Her ten-headed (dashamukhi) image is known as the 10 Mahavidyas Mahakali, and in this form she is said to represent the ten Mahavidyas or "Great Wisdom (goddess)". She is sometimes shown sitting on a flaming grave or a rotting corpse. Her complexion is described as that of the night sky, devoid of stars. She is depicted in this form as having ten heads, thirty flaming eyes, ten arms, and ten legs but otherwise usually conforms to the four armed icon in other respects. Each of her ten hands is carrying an implement which varies in different accounts, but each of these represent the power of one of the devas, and are often the identifying weapon or ritual item of a given deva. The implication is that Mahakali subsumes and is responsible for the powers that these deities possess and this is in line with the interpretation that Mahakali is identical with Brahman. While not displaying ten heads, an ekamukhi (one-headed) image may be displayed with ten arms, signifying the same concept: the powers of the various gods coming only through her grace.

In either one of these images she is shown standing on the prone, inert body of Shiva. This is interpreted in various ways but the most common is that Mahakali represents Shakti, the power of pure creation in the universe, and Shiva represents pure Consciousness which is inert in and of itself. While this is an advanced concept in monistic Shaktism, it also agrees with the Nondual Trika philosophy of Kashmir, popularly known as Kashmir Shaivism and associated most famously with Abhinavagupta. There is a colloquial saying that "Shiva without Shakti is Shava" which means that without the power of action (Shakti) that is Mahakali (represented as the short "i" in Devanagari) Shiva (or consciousness itself) is inactive; Shava means corpse in Sanskrit and the play on words is that all Sanskrit consonants are assumed to be followed by a short letter "a" unless otherwise noted. The short letter "i" represents the female power or Shakti that activates Creation. This is often the explanation for why she is standing on Shiva, who is her husband in Shaktism, and also the Supreme Godhead in Shaivism. Another understanding is that the wild destructive Mahakali can only stop her fury in the presence of Shiva the God of Consciousness, so that the balance of life is not completely overrun over by wild nature.

=== Jain Beliefs ===
According to Jainism, Mahākālī is a sasana-devi, also called Yakshini, which is a class of female guardian deities. Some traditions state that she is the Yakṣiṇī of the 5th Tirthankara Sumatinatha, while others say she is the attendant deity of Suvidhinatha, the 9th Tirthankara. Mahākālī also refers to one of the sixteen Jain goddesses of learning, known as Vidya Devis.

The Śvetāmbara traditions have two descriptions for the goddess Mahākālī. Both state that she rides on a man, but differ about what she holds in her hands. The Digambara form of Mahākālī is to be represented as standing on a corpse and bearing in her hands a bow, sword, fruit and weapon. She is mentioned in Chapter 3.3 of Trishashti Shalaka Purusha Caritra, where she is described as golden.
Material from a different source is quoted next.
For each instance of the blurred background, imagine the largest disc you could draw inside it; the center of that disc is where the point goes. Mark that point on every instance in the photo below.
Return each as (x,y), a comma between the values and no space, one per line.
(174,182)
In 12th century CE, the Achalgaccha of the Śvetāmbara sect of Jainism was established at Pavagadh by Acharya Aryarakshitsuri with promise of protection of sangha by Mahakali. He was unhappy with the wrong practices that had crept into the conduct of Jain monks due to the influence of yatis. He attempted reforms, but failed. Therefore, he ascended the hill to perform Sallekhana. Legend says that demi-goddess Mahakali appeared before him and requested the Acharya to not perform Sallekhana and said that he was the only one who could spread the truth. She asked him to start a new order based on the truth of the Agamas and assured him that she would safeguard the lay-followers of the new order and that they will prosper. Thus, in 1112 CE, Acharya Aryarakshitsuri founded the Achalgaccha (or Viddhipaksh) at Pavagadh, and installed demi-goddess Mahakali as the adhishthayika of the gaccha. The founder Śrāvakas of the gaccha installed the idol of Mahakali on the hill to mark their respects. This is the idol and the shrine which was later encroached upon by Hindus. Under guidance of Acharya Kalyansagarsuri, a monk and reformer of Achalgaccha, sravakas Sheth Vardhaman and Sheth Padamshin reconstructed the shrine of Mahakali at Pavagadh in 16th century CE. In a laudatory poem dedicated to Jirawala Parshvanatha and composed by Jain monk Dipvijay Kaviraaj in late 18th century CE, the temples existing in Pavagadh are described in detail. Mahakali has been considered to be the protecting deity of the Achalgaccha and its lay-followers.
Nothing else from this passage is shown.